Ice Hockey’s origins is up for wide debate. As a raw concept, playing a game where an object is being knocked around with sticks are known to date back to pre-Christian times and in non-Christian lands.
The indigenous people of North America played lacrosse while in Europe, these games included the Irish game of hurling, the Scottish game of shinty , the Welsh game of bando, the English game of bandie, and other versions of field hockey. In Russia, they took the concept and translated it to winter play in what is known in English as bandy. In England, evidence of games of “hockey on ice” (the name replaced “bandie ball”), played with a “bung” (a plug of cork or oak used as a stopper on a barrel) date back to the 1700s. The first organized game of ice field hockey was played in 1875 in London.
Hockey as a term has been used for about 500 years. In 1573, the town of Galway in Ireland banned a sport called “‘hokie’—the hurling of a little ball with sticks or staves”.
Yet, Ice Hockey is a distinct creation that comes from the New World.
British soldiers and immigrants to Canada and the United States brought their stick-and-ball games with them and played them on the ice and snow of winter. In 1825, John Franklin wrote “The game of hockey played on the ice was the morning sport” on Great Bear Lake during one of his Arctic expeditions. A mid-1830s watercolour portrays New Brunswick lieutenant governor Archibald Campbell and his family with British soldiers on skates playing a stick-on-ice sport.
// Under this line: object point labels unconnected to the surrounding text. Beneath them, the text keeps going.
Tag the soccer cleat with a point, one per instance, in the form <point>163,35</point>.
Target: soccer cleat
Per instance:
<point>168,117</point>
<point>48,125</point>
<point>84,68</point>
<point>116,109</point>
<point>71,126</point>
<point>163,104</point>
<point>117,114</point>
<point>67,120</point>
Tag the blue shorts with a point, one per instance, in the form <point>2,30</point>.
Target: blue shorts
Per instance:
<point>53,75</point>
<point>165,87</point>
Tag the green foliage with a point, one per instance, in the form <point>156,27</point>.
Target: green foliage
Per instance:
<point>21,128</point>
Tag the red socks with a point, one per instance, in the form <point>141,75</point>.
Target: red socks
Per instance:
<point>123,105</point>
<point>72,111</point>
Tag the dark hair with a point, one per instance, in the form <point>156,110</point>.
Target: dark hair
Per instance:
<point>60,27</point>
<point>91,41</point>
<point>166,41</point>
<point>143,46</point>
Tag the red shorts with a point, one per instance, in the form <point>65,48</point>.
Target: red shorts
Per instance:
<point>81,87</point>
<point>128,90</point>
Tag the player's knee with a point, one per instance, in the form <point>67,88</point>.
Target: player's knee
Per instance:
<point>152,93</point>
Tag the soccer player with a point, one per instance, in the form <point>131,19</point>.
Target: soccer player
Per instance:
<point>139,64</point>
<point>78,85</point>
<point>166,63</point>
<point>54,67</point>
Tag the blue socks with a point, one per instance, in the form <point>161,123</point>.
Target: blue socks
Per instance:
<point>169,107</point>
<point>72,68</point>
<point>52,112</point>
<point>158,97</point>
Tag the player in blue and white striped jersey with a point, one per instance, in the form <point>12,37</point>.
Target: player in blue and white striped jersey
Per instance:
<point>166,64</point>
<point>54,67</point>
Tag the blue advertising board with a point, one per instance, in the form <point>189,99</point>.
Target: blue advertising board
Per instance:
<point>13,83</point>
Ice Hockey got its organized start in Canada, at the city of Montreal in the francophone province of Quebec. There is evidence that ice hockey’s heritage in league play begins as far back as 1883 when the first organized tournament took place at the Montreal Winter Carnival.
The first chapter in the story of Ice Hockey Leagues begins in Montreal, at a Winter Carnival. The structure of play was through a series of teams challenging each other in a game to determine a winner, and then the winner of said challenges won the first trophy of Ice Hockey – the Carnival Cup!